BC3 rings in Lunar New Year

Published: February 10, 2012
Section: Features

The Brandeis Chinese Cultural Connection (BC3) welcomed in the Year of the Dragon last Saturday with a Lunar New Year celebration, complete with food and entertainment. Levin Ballroom took on a festive atmosphere as BC3 members and volunteers decorated the room with a giant dragon backdrop, red streamers with Chinese characters, and other Chinese symbols of luck and prosperity.

The customary celebration of the Chinese New Year lasts 15 days. Each day is filled with festivities deeply rooted in Chinese tradition. On New Year’s Eve, families reunite and feast on an eight- or nine-dish meal as they welcome in the new year. At least eight or nine dishes must be served since the number “eight” is regarded as a symbol of fortune.

On New Year’s Day, adults or young married couples give red envelopes filled usually with money to the younger generation as an offer of prosperity, good luck and education. Everyone then travels downtown to watch a Lion Dance.

The Lion Dance, which rids evil spirits from its location, was thus the opening performance at Brandeis’ Lunar New Year Show. The Wah Lum Kung Fu & Tai Chi Academy was invited this year to perform this choreographed work of art. Other off campus performances included a band from the Berklee School of Music and an a cappella group from MIT. Brandeis students also participated in a variety of dances, singing performances and even a fashion show.

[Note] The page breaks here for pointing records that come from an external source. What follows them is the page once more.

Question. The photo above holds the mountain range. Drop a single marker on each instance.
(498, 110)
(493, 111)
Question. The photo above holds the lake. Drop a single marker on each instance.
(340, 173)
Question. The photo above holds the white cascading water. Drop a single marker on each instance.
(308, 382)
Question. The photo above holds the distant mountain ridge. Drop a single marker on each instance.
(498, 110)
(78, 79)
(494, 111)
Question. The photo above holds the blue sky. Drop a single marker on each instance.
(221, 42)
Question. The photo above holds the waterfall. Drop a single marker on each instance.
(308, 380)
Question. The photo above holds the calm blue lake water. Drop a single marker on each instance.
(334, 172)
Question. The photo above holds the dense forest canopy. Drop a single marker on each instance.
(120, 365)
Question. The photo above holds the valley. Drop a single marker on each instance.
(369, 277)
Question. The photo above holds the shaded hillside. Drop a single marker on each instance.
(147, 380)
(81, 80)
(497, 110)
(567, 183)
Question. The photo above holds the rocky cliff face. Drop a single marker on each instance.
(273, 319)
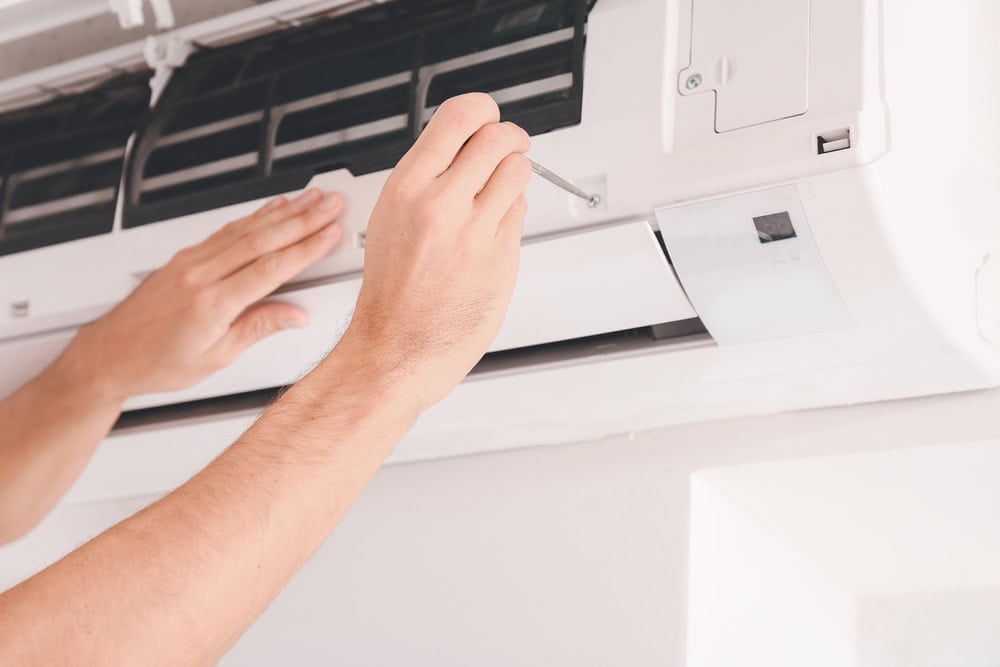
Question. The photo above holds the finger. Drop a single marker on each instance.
(265, 274)
(479, 158)
(511, 226)
(457, 119)
(507, 183)
(255, 324)
(268, 238)
(273, 211)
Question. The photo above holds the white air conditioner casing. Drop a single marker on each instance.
(698, 116)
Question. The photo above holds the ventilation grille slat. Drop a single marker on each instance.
(61, 163)
(349, 92)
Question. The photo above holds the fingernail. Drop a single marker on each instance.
(330, 202)
(308, 196)
(274, 203)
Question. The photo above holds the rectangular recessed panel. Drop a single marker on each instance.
(590, 283)
(753, 56)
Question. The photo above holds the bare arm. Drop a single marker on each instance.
(185, 321)
(180, 581)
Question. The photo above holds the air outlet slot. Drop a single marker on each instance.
(833, 141)
(263, 116)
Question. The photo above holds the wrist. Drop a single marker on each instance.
(81, 369)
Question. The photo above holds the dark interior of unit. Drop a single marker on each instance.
(61, 163)
(263, 116)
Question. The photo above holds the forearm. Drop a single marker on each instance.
(192, 571)
(48, 431)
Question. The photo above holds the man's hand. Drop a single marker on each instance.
(196, 315)
(186, 320)
(442, 250)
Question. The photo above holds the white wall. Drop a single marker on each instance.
(578, 554)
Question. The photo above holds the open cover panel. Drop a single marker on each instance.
(61, 163)
(262, 116)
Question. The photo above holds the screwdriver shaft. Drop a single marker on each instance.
(556, 179)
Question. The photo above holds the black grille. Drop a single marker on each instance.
(61, 163)
(263, 116)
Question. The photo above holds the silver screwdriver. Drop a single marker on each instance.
(592, 199)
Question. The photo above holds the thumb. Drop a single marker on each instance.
(255, 324)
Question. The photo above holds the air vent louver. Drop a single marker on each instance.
(61, 163)
(262, 116)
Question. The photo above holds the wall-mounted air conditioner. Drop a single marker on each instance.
(792, 213)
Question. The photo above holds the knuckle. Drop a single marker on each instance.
(203, 302)
(491, 135)
(260, 242)
(470, 108)
(518, 166)
(269, 264)
(187, 275)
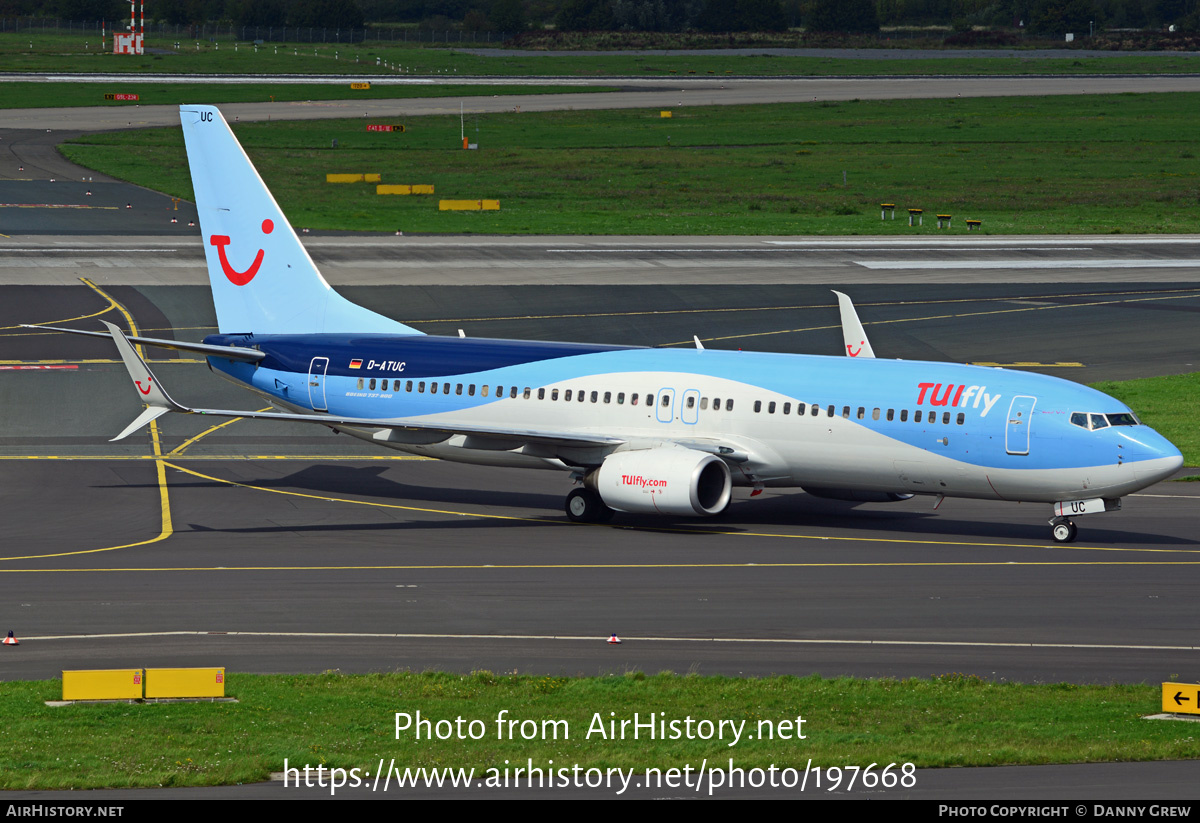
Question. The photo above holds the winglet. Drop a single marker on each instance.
(150, 392)
(852, 334)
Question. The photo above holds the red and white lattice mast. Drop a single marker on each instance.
(135, 41)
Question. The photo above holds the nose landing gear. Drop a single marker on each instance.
(1062, 530)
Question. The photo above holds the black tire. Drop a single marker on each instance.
(585, 506)
(1063, 532)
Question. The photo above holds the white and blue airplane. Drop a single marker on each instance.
(639, 430)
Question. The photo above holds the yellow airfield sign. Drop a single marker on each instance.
(1181, 697)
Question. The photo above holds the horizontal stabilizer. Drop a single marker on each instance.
(159, 402)
(229, 352)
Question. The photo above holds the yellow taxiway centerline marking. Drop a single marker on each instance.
(223, 457)
(1185, 292)
(543, 521)
(178, 451)
(490, 566)
(939, 317)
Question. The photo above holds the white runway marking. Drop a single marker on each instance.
(1030, 264)
(339, 635)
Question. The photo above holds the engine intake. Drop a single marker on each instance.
(665, 481)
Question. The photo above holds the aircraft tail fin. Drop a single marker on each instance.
(263, 280)
(853, 336)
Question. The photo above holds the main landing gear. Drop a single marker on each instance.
(1063, 530)
(583, 505)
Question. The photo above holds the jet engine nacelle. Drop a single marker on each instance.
(856, 496)
(665, 481)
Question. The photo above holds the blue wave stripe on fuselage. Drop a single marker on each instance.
(423, 355)
(808, 379)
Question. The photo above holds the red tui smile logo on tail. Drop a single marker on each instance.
(239, 277)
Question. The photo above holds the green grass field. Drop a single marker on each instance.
(79, 53)
(348, 721)
(1116, 163)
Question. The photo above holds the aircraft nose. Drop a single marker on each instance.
(1159, 458)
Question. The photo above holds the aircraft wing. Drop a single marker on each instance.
(159, 402)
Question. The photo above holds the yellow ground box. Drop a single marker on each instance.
(468, 205)
(111, 684)
(185, 683)
(1181, 697)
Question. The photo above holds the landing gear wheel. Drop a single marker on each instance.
(1063, 532)
(585, 506)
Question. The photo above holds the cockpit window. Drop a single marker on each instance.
(1123, 419)
(1095, 421)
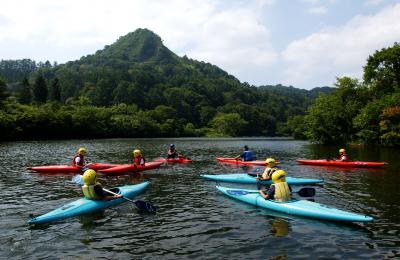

Each dance was choreographed by the Lunar New Year coordinator, Julie Yiu ’13. Hoping to integrate both international- and American-born students, Yiu ensured that each song and dance combined Chinese tradition with Western culture.

“[The Performances] can help connect the Chinese students with local students … We have traditional dancing and folk singing, and I think that’s something that can help people understand the Chinese culture. If they understand the culture, they can communicate better,” Yiu said.

The fashion show models similarly took on a multi-cultural approach as they picked through their wardrobes, deciding which outfits to showcase. Some chose traditional North or South Chinese attire, such as the qipao, a Chinese traditional dress. Others modeled more Western styles, such as short dresses or three-piece suits. Each outfit derived both appreciation and laughter from the audience. Peter Yang ’12, BC3’s senior representative, even stripped off his suit jacket to the sound of the crowd’s cheers.

“Most members of BC3 are from overseas and they wore more traditional Chinese outfits. I chose to model a western business casual suit because I wanted to showcase the American-Asian side of BC3. At the same time, I’m happy to reconnect with my Chinese background,” Yang said.

Organizers said the evening effectively brought the Chinese Lunar New Year to Brandeis.

“The main goal is to promote Chinese culture. We want to put on a show that can help Chinese students get together and celebrate the holiday … and we want to help [other] students experience Chinese culture and language,” Yiu said.